New global shocks aside, your next interest rate cut is more likely to come from your local bank manager than the Reserve Bank board, but Australia’s economic health in the next financial year seems to be resting on the less-than-robust reed of housing construction.
While the RBA met market expectations by leaving its cash rate unchanged, there was still plenty in governor Glenn Stevens’ brief statement to chew on.
My suspicion is that the banks will continue to shave their lending rates on an individual let-me-do-a-deal-for-you basis.
The above two observations are either between the lines or explicit – as is the drag on the economy posed by governments. That’s “Public spending is forecast to be constrained” in RBA-speak.
The RBA certainly remains dovish. Stevens makes clear that the RBA is willing and has room to trim rates further if the world turns nastier or the local economy doesn’t respond to what’s already been done – his statement is more relaxed than previous efforts about the inflation outlook thanks to the softening labour market and firming unemployment rate. But the board is not in a hurry.
Besides, as Stevens notes: “Sentiment in financial markets has continued to improve, with risk spreads narrowing and funding conditions for financial institutions becoming more favourable.”
That’s the RBA’s stamp on banks’ funding costs easing, which means the banks should have room to trim loan rates themselves, if competitive pressures are adequate.
Given the weak credit growth, the competitive pressure is indeed there, but it’s debatable whether any of the Big Four will break rates with a public reduction in the headline variable rate.
The upside of that move would be the public relations value – daring to be different – but the advantage would be soon lost as others followed suit. The bank that has applied the most pressure, the NAB with the pledge to keep its headline rate below the others, has no incentive to move further than that.
My suspicion is that the banks will continue to shave their lending rates on an individual let-me-do-a-deal-for-you basis instead.
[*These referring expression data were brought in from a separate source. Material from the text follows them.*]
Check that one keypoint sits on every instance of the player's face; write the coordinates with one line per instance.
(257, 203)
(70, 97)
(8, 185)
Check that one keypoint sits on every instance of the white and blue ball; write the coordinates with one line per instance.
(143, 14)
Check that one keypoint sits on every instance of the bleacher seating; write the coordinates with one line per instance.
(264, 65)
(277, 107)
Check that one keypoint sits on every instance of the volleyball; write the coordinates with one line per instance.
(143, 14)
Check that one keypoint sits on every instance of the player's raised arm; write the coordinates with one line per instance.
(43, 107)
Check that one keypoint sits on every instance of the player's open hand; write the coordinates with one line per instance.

Last year they reduced their actual lending rates by more than their headline rates as they tried to lure or retain individual customers.
With a fair whack of every bank’s book suffering inertia, either unwilling or unable to shop around, cutting rates for all would be unnecessarily generous.
As to the bigger question of what happens next to the Australian economy, today’s statement was a much happier document than that of the last meeting.
The world has become a less frightening place over the past two months with the various crises at least looking manageable for the time being and China’s “fairly robust” growth rate confirmed.
But the explicit challenge remains: what sort of demand will pick up the slack as the peak in resources investment approaches and passes? The statement doesn’t hold out much hope for anything other than housing construction picking up as soft monetary policy works its stuff.
With the mines dug and the wells drilled, commodity exports should bring in extra income, but the task of keeping the nation’s economic growth near trend in 2013-14 will increasingly rest on the carpenters’ and brickies’ shoulders.
Meanwhile, the carpenters and brickies are wondering where the new housing buyers and investors might be hiding.
It would be a long bow to draw together Stevens’ sentence about public spending and his mention that interest rates for Australia’s sovereign debt remain “at exceptionally low levels”, but five present or former RBA board members have.